A pesar del interés de los medios de comunicación, el movimiento tecnocrático nunca tuvo éxito en Estados Unidos, en gran parte porque sus líderes eran políticos inútiles. El presidente Franklin D. Roosevelt fue quien salvó el capitalismo con su New Deal. Quizá el mayor defecto del movimiento fue que nunca expuso soluciones prácticas que los votantes de a pie pudieran entender. Decepcionado por el hecho de que la razón pura no había arrasado con todo, el movimiento acabó por dividirse, y un grupo escindido acabó como un club de fans casi fascista.
Al norte de la frontera, el movimiento tecnocrático se tomó tan en serio que fue prohibido por las autoridades canadienses, temiendo que planease derrocar al gobierno. El desilusionado líder del partido, el aventurero Joshua Haldeman, abandonó más tarde Canadá y se trasladó a Sudáfrica.

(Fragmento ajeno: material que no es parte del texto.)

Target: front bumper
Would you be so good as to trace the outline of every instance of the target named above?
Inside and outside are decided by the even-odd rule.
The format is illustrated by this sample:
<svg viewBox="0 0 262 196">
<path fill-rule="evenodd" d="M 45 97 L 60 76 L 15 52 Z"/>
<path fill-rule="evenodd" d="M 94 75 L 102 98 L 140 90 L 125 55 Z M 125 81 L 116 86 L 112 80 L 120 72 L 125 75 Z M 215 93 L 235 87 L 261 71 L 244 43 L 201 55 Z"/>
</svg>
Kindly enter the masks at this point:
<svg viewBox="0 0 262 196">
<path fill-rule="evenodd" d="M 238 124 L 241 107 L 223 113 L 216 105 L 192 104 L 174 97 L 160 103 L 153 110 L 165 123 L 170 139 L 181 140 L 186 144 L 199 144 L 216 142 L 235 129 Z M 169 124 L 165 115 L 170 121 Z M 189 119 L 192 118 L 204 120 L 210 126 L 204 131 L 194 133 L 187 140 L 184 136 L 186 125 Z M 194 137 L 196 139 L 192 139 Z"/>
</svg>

En el corazón del movimiento estaba la creencia de que la acción humana era medible y, en última instancia, predecible. «La tecnocracia hace un postulado básico: que los fenómenos implicados en la operación funcional de un mecanismo social son métricos», afirmaba su manifiesto.
Los destellos de esa mentalidad parecen haber resurgido en la costa oeste de Estados Unidos hoy en día en lo que el escritor Evgeny Morozov ha llamado «solucionismo» tecnológico. Según esta visión del mundo, la tecnología tiene la respuesta a casi todos los problemas y la mejor manera de analizar a los seres humanos es como colecciones de puntos de datos.
La respuesta de los políticos es que el comportamiento humano no es computable. Tanto individual como colectivamente actuamos de forma refrescantemente irracional. Es difícil mejorar la famosa sentencia de Immanuel Kant: «De la madera torcida de la humanidad, nunca se hizo nada recto».
Una pequeña, pero intrigante, nota a pie de página en la historia del movimiento de la tecnocracia, sin embargo, puede tener especial resonancia hoy en día. Uno de los nietos de Haldeman es Elon Musk, el empresario espacial que pretende convertirnos en una especie interplanetaria.
Tal vez la tecnocracia tenga finalmente su día, apropiadamente, en Marte.